Diversification Opportunities for APPLIED MATERIALS and STRAYER EDUCATION
-0.4 | Correlation Coefficient |
Very good diversification
The 3 months correlation between APPLIED and STRAYER is -0.4. Overlapping area represents the amount of risk that can be diversified away by holding APPLIED MATERIALS and STRAYER EDUCATION in the same portfolio, assuming nothing else is changed. The correlation between historical prices or returns on STRAYER EDUCATION and APPLIED MATERIALS is a relative statistical measure of the degree to which these equity instruments tend to move together. The correlation coefficient measures the extent to which returns on APPLIED MATERIALS are associated (or correlated) with STRAYER EDUCATION. Values of the correlation coefficient range from -1 to +1, where. The correlation of zero (0) is possible when the price movement of STRAYER EDUCATION has no effect on the direction of APPLIED MATERIALS i.e., APPLIED MATERIALS and STRAYER EDUCATION go up and down completely randomly.
Pair Corralation between APPLIED MATERIALS and STRAYER EDUCATION
Assuming the 90 days trading horizon APPLIED MATERIALS is expected to generate 1.15 times more return on investment than STRAYER EDUCATION. However, APPLIED MATERIALS is 1.15 times more volatile than STRAYER EDUCATION. It trades about 0.03 of its potential returns per unit of risk. STRAYER EDUCATION is currently generating about 0.03 per unit of risk. If you would invest 14,531 in APPLIED MATERIALS on September 12, 2024 and sell it today you would earn a total of 1,851 from holding APPLIED MATERIALS or generate 12.74% return on investment over 90 days.

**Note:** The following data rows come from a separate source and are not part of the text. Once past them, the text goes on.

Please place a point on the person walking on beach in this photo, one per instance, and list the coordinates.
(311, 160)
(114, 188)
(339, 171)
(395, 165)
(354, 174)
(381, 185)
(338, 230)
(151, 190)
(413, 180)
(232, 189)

Time Period | 3 Months [change] |
Direction | Moves Against |
Strength | Very Weak |
Accuracy | 100.0% |
Values | Daily Returns |
APPLIED MATERIALS vs. STRAYER EDUCATION
Performance |
Timeline |
APPLIED MATERIALS |
STRAYER EDUCATION |
APPLIED MATERIALS and STRAYER EDUCATION Volatility Contrast
Predicted Return Density |
Returns |
Pair Trading with APPLIED MATERIALS and STRAYER EDUCATION
The main advantage of trading using opposite APPLIED MATERIALS and STRAYER EDUCATION positions is that it hedges away some unsystematic risk. Because of two separate transactions, even if APPLIED MATERIALS position performs unexpectedly, STRAYER EDUCATION can make up some of the losses. Pair trading also minimizes risk from directional movements in the market. For example, if an entire industry or sector drops because of unexpected headlines, the short position in STRAYER EDUCATION will offset losses from the drop in STRAYER EDUCATION's long position.APPLIED MATERIALS vs. Apple Inc | APPLIED MATERIALS vs. Apple Inc | APPLIED MATERIALS vs. Apple Inc | APPLIED MATERIALS vs. Apple Inc |
STRAYER EDUCATION vs. Apple Inc | STRAYER EDUCATION vs. Apple Inc | STRAYER EDUCATION vs. Apple Inc | STRAYER EDUCATION vs. Apple Inc |
Check out your portfolio center.Note that this page's information should be used as a complementary analysis to find the right mix of equity instruments to add to your existing portfolios or create a brand new portfolio. You can also try the Pattern Recognition module to use different Pattern Recognition models to time the market across multiple global exchanges.